La Société marocaine des sciences médicales résulte de la fusion, en 1973, de la Société de médecine et d’hygiène et de la société marocaine de chirurgie. La société d’hygiène est la première société scientifique qu’a connu le Maroc. Créée en 1923, elle était animée par des médecins essentiellement français à l’époque, pour des raisons historiques. Elle offrait un cadre d’échange d’expériences et, à partir de 1965, elle a joué un rôle important dans l’encadrement des congrès maghrébins qui, depuis, se déroulent chaque année successivement au Maroc, en Tunisie et en Algérie.
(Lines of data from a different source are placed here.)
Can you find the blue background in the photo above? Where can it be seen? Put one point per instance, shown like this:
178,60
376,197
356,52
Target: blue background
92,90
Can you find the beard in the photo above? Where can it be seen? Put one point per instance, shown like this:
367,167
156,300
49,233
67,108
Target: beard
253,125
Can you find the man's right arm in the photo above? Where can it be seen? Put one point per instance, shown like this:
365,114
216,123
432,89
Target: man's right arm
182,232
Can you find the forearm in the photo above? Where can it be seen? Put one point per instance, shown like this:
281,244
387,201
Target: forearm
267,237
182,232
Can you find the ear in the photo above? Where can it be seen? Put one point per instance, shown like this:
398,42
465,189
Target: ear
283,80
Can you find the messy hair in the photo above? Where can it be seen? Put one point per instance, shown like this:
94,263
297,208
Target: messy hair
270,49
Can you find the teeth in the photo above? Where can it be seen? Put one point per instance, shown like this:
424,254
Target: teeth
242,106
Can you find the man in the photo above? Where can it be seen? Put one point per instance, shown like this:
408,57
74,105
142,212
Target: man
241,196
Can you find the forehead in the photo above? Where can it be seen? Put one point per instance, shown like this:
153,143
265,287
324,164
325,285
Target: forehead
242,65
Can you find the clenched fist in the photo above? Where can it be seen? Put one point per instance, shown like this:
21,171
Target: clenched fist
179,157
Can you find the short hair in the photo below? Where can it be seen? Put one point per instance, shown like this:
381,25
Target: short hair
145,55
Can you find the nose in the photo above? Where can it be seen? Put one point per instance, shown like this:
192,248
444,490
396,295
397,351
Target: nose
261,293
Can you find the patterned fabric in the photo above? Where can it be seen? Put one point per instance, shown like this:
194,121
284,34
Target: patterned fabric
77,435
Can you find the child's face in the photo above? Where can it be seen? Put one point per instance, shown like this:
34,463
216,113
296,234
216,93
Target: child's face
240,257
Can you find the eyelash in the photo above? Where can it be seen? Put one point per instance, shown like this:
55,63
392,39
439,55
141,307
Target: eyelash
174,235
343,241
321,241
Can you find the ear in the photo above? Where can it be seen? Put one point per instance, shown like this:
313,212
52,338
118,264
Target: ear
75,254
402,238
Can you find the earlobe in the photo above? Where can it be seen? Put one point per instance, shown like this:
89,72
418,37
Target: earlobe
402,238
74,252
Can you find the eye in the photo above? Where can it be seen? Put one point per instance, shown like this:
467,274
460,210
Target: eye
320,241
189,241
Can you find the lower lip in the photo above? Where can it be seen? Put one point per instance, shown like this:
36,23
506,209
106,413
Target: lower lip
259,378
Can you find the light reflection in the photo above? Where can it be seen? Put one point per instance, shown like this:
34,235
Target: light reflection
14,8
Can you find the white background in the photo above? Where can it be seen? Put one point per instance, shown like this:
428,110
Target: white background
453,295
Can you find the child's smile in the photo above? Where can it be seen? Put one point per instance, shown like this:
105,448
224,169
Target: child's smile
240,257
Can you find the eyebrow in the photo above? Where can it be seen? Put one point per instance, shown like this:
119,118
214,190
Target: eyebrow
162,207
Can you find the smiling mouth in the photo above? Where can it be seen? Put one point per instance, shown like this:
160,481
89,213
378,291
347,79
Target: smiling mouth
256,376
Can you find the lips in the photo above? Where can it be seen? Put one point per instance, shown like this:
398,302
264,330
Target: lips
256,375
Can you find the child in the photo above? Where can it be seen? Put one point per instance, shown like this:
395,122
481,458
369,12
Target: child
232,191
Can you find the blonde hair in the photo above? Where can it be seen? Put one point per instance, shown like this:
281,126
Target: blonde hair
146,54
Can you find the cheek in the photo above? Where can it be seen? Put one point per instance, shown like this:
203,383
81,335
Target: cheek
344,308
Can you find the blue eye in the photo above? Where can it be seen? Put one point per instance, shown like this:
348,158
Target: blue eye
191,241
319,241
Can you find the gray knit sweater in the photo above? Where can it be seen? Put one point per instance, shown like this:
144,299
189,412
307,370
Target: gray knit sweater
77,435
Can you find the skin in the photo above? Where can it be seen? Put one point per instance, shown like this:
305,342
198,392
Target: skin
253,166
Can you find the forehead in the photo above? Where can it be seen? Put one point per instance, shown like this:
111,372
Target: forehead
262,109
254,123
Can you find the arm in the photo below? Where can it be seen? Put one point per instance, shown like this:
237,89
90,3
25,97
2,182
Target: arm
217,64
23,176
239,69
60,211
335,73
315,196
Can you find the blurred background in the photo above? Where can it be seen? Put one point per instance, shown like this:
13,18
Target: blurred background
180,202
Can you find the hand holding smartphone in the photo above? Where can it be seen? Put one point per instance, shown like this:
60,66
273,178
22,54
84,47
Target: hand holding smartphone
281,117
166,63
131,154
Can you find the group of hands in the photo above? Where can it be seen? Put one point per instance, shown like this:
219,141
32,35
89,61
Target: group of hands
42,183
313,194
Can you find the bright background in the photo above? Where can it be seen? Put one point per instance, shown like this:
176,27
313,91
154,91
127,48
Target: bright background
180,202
Aujourd’hui, la SMSM réunit 48 sociétés savantes de spécialités médicales dont elle est, en quelque sorte, la société mère. Depuis l’instauration du processus de mise en place des référentiels de prise en charge des maladies, elle est organisée sous forme d’un conseil d’administration avec un comité directeur chargé de coordonner cette activité.
Ce comité intervient également pour défendre le point de vue des professionnels sur d’autres thématiques dès qu’elles intéressent le champ scientifique.Le rôle de la SMSM est donc avant tout scientifique : Effectivement, la SMSM a un rôle purement scientifique. Elle s’informe de l’évolution de la pratique de la médecine au Maroc et elle est le moteur de la production de recommandations de bonnes pratiques dans un cadre multidisciplinaire, dans le cadre de l’AMO et dans la pratique médicale.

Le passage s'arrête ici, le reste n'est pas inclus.